Basic blockchain glossary: 14 terms every entrepreneur should know

At La Lonja de la Innovación, several companies have blockchain as one of their pillars, such as Block-Auth or Blocknitive. And since we know that it can be a difficult technology to understand, so that you can better understand what they do and what all this blockchain stuff is about, we bring you a basic glossary with terms that every entrepreneur should know.

Our blockchain glossary

Understanding all these terms opens the doors to a world of innovation with multiple opportunities to explore and exploit. We tell you some of the key concepts within this technology so that you understand it better:

  • Altcoin. It is a simplification of the words "alternative" and "coin", so it means alternative currency. This term refers to cryptocurrencies derived from the source code of Bitcoin or other existing cryptocurrencies.
  • Bitcoin. This other term surely sounds familiar to you too. Bitcoin was born in 2009 and, in addition to being a pioneering cryptocurrency, it is also a blockchain network and a protocol. It was the first successful application of blockchain technology, introducing the concept of decentralized digital money without the need for financial intermediaries.
  • Blockchain. Consists of a distributed and decentralized digital network that records transactions in a secure and transparent P2P (peer-to-peer) network. In this, each transaction is grouped into a block and linked to the previous block chain, in this way, an immutable record is created. Its objective is to store information securely.
  • Smart Contract. It is an executable piece of code stored on a blockchain network. They execute as programmed without the possibility of downtime, censorship, fraud or third-party interference. A smart contract works like an if-then statement: when a pre-programmed condition is triggered, the smart contract executes the corresponding contractual clause.
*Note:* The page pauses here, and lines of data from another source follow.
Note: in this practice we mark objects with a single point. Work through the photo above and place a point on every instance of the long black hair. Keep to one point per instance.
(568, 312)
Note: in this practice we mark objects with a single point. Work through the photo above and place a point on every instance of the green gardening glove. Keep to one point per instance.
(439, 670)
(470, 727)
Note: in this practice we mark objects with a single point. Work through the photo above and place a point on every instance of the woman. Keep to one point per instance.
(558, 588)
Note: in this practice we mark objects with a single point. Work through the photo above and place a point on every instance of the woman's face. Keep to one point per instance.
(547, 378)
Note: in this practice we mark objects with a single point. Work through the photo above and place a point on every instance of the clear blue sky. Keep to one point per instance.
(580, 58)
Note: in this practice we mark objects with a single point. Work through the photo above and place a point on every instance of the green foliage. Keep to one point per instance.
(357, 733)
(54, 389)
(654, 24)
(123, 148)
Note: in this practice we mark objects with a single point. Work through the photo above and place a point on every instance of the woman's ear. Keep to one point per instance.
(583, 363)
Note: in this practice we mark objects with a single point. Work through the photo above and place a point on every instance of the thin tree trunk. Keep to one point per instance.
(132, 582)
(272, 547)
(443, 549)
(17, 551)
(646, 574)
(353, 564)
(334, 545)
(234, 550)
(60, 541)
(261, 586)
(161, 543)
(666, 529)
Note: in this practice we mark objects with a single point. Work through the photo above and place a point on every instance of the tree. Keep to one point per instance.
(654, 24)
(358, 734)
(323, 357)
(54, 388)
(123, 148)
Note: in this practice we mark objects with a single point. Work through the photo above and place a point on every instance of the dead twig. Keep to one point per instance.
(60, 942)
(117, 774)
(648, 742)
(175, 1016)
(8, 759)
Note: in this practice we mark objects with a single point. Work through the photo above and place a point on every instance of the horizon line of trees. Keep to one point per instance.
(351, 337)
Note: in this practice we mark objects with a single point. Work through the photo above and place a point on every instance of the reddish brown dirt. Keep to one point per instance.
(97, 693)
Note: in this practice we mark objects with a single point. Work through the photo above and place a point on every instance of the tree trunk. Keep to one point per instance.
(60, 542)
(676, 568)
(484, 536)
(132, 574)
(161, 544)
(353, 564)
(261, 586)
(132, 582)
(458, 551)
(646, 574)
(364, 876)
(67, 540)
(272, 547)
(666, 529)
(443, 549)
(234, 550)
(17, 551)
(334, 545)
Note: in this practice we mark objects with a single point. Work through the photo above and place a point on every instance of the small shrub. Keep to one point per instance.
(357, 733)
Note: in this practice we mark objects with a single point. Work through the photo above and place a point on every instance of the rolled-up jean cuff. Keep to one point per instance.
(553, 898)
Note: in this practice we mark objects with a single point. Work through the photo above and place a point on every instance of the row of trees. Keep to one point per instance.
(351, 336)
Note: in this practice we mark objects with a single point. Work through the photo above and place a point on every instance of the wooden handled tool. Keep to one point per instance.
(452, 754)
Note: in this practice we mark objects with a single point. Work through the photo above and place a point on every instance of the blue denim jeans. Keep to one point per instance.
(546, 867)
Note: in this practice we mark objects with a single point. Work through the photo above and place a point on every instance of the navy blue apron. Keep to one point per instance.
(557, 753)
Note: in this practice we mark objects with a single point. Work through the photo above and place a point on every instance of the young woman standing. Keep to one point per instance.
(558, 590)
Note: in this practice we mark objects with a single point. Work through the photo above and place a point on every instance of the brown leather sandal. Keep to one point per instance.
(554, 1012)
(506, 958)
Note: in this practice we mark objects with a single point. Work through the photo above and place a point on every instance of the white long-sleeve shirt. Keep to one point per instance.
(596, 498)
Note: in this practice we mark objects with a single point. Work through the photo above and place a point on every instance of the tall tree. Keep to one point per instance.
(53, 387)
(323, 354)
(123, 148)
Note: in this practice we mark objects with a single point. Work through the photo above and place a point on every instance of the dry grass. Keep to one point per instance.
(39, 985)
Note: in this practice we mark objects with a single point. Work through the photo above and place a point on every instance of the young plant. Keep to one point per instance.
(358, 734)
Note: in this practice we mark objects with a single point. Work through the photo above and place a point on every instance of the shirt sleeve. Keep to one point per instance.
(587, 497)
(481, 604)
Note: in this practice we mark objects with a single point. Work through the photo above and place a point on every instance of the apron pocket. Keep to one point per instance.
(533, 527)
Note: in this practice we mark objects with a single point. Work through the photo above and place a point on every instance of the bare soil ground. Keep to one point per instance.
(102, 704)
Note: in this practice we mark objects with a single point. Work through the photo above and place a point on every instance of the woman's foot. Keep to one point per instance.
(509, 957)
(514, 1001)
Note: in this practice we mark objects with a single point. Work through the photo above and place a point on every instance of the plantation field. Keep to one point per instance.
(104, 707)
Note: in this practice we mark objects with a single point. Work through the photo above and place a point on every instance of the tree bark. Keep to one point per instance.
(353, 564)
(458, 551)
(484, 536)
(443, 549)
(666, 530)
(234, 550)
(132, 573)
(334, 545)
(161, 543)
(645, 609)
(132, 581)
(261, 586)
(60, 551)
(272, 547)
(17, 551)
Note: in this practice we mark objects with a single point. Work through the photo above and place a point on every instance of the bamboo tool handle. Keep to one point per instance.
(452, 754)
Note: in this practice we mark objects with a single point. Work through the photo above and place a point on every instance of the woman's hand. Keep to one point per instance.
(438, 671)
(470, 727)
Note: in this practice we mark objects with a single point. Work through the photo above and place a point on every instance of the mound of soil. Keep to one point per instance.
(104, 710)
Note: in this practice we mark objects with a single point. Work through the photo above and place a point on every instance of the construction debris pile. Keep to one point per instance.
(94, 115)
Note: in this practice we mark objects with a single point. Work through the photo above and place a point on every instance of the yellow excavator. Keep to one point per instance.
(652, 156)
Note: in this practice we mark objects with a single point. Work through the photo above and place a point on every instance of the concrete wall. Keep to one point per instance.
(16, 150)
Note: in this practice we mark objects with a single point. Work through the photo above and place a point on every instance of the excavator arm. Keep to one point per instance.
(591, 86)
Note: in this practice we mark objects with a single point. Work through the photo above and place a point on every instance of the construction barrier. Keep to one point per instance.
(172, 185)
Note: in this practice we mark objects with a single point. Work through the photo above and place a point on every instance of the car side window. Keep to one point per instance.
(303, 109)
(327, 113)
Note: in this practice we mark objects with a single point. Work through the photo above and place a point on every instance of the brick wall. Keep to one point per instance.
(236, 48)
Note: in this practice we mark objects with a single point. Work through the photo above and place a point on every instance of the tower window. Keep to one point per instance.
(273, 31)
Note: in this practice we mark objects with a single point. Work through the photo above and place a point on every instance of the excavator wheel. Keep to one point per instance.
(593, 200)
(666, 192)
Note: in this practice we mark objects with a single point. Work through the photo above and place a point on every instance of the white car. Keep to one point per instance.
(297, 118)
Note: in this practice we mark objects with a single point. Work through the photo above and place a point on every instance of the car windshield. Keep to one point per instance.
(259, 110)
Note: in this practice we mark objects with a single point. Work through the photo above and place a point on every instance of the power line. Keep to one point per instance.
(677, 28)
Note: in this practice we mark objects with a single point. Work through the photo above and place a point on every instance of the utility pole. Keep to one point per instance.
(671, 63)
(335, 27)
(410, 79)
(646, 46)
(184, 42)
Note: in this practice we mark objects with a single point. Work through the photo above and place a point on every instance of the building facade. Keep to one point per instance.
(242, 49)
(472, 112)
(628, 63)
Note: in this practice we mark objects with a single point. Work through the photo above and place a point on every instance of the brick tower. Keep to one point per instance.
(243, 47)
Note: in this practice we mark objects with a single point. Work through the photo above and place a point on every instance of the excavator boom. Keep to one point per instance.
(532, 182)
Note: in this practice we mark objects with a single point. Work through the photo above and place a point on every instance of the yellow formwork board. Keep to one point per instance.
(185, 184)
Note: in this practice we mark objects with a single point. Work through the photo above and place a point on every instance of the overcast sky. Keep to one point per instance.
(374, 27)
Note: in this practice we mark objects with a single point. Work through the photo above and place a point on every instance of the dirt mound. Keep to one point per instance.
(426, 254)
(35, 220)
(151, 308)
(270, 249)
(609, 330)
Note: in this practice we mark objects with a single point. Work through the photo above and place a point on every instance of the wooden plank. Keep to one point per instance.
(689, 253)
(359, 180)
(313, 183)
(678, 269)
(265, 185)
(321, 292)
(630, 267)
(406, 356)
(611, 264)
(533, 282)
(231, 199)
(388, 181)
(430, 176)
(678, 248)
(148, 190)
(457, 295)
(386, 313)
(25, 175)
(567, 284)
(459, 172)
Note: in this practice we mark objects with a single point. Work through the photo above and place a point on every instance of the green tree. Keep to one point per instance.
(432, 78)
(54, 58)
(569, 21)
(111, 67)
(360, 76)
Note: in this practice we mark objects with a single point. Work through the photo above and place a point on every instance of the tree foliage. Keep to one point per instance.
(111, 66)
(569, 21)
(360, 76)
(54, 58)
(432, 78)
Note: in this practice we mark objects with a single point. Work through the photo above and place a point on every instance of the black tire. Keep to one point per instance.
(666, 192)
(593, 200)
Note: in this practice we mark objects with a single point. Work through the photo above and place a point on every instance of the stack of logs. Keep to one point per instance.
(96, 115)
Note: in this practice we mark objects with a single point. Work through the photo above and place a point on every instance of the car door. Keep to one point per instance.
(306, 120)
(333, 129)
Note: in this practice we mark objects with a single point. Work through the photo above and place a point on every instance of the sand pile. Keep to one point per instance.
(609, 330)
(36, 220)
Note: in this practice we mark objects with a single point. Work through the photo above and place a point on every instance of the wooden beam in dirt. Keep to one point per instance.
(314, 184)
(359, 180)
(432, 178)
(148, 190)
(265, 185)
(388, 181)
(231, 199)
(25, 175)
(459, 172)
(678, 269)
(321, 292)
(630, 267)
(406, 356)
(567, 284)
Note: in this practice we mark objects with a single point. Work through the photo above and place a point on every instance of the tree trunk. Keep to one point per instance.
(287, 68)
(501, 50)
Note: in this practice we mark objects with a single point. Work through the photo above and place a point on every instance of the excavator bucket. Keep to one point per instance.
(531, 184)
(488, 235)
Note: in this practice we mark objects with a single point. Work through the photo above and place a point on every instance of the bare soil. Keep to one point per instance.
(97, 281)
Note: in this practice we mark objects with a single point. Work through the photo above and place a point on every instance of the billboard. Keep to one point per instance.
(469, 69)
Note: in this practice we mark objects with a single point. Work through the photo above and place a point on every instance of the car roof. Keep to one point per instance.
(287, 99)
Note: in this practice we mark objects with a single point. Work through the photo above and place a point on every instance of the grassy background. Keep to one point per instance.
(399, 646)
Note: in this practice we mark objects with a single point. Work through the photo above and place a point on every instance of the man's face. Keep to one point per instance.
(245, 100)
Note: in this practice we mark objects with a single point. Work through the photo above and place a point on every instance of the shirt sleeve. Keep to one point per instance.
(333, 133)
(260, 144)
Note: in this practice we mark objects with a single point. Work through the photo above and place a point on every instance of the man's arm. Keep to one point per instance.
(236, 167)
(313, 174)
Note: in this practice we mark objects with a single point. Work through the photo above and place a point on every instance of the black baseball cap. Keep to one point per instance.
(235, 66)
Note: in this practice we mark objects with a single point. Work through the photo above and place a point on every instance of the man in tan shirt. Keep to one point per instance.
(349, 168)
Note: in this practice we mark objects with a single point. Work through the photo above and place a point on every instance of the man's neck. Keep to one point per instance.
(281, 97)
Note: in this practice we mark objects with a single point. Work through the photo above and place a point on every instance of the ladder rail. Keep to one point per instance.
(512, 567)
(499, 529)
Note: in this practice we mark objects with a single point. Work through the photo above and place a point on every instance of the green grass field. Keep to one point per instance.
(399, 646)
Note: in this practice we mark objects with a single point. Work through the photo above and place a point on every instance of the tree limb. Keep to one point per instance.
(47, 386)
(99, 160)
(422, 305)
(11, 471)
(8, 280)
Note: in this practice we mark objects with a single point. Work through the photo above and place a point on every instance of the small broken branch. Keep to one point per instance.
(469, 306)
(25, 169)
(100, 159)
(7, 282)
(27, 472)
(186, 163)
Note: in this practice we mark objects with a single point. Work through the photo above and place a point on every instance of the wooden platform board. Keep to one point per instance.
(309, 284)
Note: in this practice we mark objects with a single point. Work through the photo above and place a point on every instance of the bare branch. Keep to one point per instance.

In short, it is a registered code that certifies that the recipient confers unique ownership of an NFT to the buyer when they pay, or any other condition agreed between the parties.
  • Cryptography. Another essential term is cryptography, a technique for protecting information or communications through encryption or codes that transform or hide the information to ensure that only the intended recipient can receive it.
  • Cryptocurrency. Cryptocurrencies are digital assets that mimic the characteristics of a real currency. They allow transfers to sell, buy or exchange assets digitally. They are decentralized, which means they are not subject to control.
  • DAPP. It is a Decentralized Application, meaning an application or website that uses smart contracts to handle data or logic instead of a server. They offer greater transparency, resistance to censorship and security.
  • DeFi. Decentralized Finance is an alternative to traditional finance. It makes use of blockchain technology, cryptocurrencies, and tokens to offer financial services in a more accessible way for people.
  • Ethereum. It is an open-source, decentralized platform based on the blockchain model where smart contracts can be created and published, and decentralized applications (DAPPS) can be implemented and maintained. The related cryptocurrency is Ether.
  • Seed Phrase. It is a phrase of between 12 and 24 random words that gives you access to your wallet if you forget the password or if you want to export it to another device. It is crucial to keep it in a safe place and never share it, as it is the master key to your funds.
  • Hash. It is a unidirectional algorithm that converts an input of any size into a fixed-size string of characters. In blockchain, its objective is to create a digital fingerprint of the content to which the function is applied.
  • Token. A token is a unit of value, a digital asset on a blockchain. There are different types, but the most important are fungible (like cryptocurrencies, which are interchangeable) and non-fungible (NFTs, which are unique). Tokens can represent anything from cryptocurrencies to asset ownership, voting rights or access to services.
  • NFT. It is a non-fungible token, meaning a unique digital asset stored on a blockchain. They have become popular for their use in art, but they are also used to create security validations in blockchain systems.
  • Wallet. It is the digital wallet, a software that stores the private and public keys needed to access the cryptocurrencies registered under a public key. If the wallet's private key is lost, the money stored in it is lost. Among the most popular are Backpack, Metamask, and Phantom.

In short, although complex, the blockchain world is a transformative technology that is increasingly being leveraged. For entrepreneurs, understanding its key terms is a strategic need, as blockchain adoption is spreading beyond finance. Therefore, the sooner you position yourself and familiarize yourself with its principles, the easier it will be to identify new business opportunities.